Study confirms fracking pollutes drinking water




contaminated water

Long-Awaited EPA Study Says Fracking Pollutes Drinking Water

The study, nearly 1,000 pages long, presents some of the copious research being done on the impacts of fracking and identifies the ways in which fracking operations could affect drinking water supplies.

In 2010, Congress commissioned the U.S. Environmental Protection Agency (EPA) to study the impact of fracking on drinking water. The U.S. EPA released its long-awaited final draft of its report today, assessing how fracking for oil and gas can impact access to safe drinking water. The report refuted the conclusion arrived at by the U.S. EPA’s 2004 study that fracking poses no threat to drinking water, a conclusion used to exempt the fracking process from the Safe Drinking Water Act.
Fracking can impact water use and quality at five stages of the operation. Image credit: US EPA
The stages of the hydraulic fracturing water cycle. Shown here is a generalized landscape depicting the activities of the hydraulic fracturing water cycle and their relationship to each other, as well as their relationship to drinking water resources. Image credit: US EPA
The report found that fracking for shale oil and gas has not led to “widespread, systemic impacts on drinking water resources in the United States,” but said fracking could contaminate drinking water under certain conditions, such as when fluids used in the process leaked into the water table, and found isolated cases of water contamination. 

The report looked at water use at five stages of the water-intensive process: use of the available water supply for fracking; the mixing of chemicals with water to create fracking fluid; the flowback of the fluid after it has been injected underground to fracture shale deposits to release oil or gas; treatment of the wastewater byproduct of fracking; and the injection wells frequently used to dispose of fracking wastewater when the process is complete.

“Hydraulic fracturing in combination with advanced directional drilling techniques has made it possible to economically extract oil and gas from unconventional resources, such as shale, tight formations and coalbeds,” the report says. “The growth in domestic oil and gas exploration and production made possible by the expanded use of hydraulic fracturing, has raised concerns about its potential for impacts to human health and the environment. Specific concerns have been raised by the public about the effects of hydraulic fracturing on the quality and quantity of drinking water resources.”

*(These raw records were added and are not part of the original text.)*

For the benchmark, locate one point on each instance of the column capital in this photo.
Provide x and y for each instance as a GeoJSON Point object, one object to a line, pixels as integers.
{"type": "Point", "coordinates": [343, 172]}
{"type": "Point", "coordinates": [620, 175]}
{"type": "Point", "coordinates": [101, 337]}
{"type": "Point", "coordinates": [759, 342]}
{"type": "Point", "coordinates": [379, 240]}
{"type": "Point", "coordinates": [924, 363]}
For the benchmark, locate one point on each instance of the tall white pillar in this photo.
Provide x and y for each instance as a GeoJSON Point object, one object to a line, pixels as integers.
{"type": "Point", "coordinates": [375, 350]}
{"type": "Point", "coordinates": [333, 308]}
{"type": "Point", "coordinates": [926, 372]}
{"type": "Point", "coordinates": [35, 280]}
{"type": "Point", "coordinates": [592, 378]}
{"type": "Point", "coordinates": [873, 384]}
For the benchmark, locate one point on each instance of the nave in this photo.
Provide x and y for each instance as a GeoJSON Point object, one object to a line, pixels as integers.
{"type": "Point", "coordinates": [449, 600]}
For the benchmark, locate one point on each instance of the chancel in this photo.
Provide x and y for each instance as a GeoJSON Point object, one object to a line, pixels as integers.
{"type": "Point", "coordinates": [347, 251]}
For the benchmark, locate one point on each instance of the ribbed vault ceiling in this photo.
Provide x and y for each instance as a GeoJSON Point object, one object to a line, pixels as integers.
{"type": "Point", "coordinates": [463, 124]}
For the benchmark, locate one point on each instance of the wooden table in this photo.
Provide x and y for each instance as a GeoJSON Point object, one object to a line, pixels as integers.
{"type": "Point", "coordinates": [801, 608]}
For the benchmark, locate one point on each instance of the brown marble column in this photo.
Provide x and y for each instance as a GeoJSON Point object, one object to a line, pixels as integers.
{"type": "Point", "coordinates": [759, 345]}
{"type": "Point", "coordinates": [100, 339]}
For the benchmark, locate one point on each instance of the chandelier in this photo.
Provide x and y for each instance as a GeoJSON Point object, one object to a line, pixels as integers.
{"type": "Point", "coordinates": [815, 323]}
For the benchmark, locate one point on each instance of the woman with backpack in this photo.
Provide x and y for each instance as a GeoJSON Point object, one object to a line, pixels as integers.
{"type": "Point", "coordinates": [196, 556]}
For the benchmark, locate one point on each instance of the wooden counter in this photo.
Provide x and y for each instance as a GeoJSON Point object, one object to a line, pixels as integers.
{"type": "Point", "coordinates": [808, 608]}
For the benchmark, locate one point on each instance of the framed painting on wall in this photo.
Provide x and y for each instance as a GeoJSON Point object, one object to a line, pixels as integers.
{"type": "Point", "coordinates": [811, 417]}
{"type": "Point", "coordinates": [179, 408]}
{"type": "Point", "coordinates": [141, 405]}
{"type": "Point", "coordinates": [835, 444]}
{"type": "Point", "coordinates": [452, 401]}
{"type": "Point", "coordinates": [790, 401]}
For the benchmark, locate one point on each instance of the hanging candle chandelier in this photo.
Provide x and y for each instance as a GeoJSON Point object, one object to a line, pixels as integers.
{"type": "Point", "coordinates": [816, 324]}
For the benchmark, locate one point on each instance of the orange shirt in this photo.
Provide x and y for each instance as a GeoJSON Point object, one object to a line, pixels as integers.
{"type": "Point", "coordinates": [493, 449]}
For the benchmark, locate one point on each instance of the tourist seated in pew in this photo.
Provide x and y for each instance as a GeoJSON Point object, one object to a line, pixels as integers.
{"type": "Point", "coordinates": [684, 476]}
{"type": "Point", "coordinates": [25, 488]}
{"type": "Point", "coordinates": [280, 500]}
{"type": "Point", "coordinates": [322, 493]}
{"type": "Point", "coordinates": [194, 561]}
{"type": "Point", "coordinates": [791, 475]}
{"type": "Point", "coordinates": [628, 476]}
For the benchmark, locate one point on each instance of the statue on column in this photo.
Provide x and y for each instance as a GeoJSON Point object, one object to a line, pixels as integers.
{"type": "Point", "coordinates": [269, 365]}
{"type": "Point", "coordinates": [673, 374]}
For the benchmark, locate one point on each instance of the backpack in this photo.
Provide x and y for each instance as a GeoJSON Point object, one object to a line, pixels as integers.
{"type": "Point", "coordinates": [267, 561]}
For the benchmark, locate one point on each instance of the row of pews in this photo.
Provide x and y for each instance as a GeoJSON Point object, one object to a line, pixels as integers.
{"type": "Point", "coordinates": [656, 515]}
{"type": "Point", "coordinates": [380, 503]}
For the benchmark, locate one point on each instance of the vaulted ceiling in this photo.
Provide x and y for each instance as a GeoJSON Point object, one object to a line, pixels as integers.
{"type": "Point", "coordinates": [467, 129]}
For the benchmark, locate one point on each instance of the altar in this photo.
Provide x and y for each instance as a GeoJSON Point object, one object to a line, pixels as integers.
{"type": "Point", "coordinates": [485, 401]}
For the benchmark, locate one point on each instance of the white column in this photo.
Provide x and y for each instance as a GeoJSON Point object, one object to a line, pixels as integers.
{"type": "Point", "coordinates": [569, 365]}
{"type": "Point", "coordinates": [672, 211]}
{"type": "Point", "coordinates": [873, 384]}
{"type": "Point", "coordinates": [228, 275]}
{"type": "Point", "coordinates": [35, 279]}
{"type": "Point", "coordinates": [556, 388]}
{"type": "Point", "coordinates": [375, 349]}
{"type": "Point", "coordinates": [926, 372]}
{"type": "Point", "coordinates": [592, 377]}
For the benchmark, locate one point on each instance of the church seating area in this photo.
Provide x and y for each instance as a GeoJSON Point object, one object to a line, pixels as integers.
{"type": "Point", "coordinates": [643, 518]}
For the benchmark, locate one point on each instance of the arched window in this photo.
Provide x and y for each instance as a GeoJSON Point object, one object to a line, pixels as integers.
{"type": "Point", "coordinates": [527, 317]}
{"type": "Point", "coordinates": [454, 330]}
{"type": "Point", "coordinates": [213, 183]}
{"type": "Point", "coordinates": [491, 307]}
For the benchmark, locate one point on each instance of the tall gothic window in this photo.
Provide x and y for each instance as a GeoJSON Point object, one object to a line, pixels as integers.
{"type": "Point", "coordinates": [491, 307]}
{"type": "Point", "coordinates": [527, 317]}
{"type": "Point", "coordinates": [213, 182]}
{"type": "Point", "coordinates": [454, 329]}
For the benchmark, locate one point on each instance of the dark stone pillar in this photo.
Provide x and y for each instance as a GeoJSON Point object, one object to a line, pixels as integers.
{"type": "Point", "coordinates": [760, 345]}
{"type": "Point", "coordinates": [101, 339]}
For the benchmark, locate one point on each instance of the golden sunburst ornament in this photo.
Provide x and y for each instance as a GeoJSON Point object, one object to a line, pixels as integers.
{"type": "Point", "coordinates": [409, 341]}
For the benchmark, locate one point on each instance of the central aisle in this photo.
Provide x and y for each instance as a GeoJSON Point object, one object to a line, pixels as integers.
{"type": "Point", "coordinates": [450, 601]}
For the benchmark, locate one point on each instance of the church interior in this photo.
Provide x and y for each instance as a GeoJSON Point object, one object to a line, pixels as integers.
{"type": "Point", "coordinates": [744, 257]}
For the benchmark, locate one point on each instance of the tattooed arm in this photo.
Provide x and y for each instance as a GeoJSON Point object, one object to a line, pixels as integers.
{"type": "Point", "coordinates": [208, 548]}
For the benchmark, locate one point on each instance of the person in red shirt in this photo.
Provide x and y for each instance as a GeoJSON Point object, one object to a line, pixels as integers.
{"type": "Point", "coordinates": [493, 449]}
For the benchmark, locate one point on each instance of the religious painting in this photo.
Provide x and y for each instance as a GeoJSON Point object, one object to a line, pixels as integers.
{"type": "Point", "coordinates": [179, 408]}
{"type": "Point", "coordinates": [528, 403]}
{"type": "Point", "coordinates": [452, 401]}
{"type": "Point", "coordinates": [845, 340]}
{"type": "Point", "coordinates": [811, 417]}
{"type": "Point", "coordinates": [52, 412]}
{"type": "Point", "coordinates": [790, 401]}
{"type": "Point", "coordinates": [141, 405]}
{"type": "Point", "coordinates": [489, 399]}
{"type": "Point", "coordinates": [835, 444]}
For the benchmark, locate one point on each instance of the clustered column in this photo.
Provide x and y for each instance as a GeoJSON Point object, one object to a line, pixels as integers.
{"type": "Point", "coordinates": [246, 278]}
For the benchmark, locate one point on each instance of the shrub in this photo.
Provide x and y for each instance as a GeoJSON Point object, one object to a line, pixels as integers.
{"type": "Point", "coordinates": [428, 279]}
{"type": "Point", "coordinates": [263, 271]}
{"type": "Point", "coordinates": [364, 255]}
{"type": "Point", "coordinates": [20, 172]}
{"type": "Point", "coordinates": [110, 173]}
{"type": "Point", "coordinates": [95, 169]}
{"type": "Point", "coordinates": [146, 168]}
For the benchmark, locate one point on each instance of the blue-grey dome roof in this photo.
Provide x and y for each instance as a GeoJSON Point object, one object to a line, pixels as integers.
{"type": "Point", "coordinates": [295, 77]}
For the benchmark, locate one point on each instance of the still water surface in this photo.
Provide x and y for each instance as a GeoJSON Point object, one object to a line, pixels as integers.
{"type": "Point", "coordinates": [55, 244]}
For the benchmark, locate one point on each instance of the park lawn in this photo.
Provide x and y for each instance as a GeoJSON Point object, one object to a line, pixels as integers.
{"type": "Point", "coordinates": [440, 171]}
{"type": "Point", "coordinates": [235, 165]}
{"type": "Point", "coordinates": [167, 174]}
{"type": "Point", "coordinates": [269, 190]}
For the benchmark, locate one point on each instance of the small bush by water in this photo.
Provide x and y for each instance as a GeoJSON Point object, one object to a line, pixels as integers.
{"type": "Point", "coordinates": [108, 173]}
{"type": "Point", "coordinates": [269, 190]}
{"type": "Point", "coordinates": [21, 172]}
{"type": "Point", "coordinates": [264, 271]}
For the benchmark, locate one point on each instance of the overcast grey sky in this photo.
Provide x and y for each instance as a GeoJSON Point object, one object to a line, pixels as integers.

It noted the reason for that concern: “Millions of people live in areas where their drinking water resources are located near hydraulically fractured wells. While most hydraulic fracturing activity from 2000 to 2013 did not occur in close proximity to public water supplies, a sizeable number of hydraulically fractured wells (21,900) were located within 1 mile of at least one PWS source (e.g., infiltration galleries, intakes, reservoirs, springs and ground water wells). Approximately 6,800 sources of drinking water for public water systems, serving more than 8.6 million people year-round, were located within 1 mile of at least one hydraulically fractured well. An additional 3.6 million people obtain drinking water from private water systems.”

The report also pointed out the declining amount of water that could be available for drinking purposes due to extended drought, saying, “The future availability of drinking water sources that are considered fresh in the U.S. will be affected by changes in climate and water use. Declines in surface water resources have already led to increased withdrawals and cumulative net depletions of groundwater in some areas.”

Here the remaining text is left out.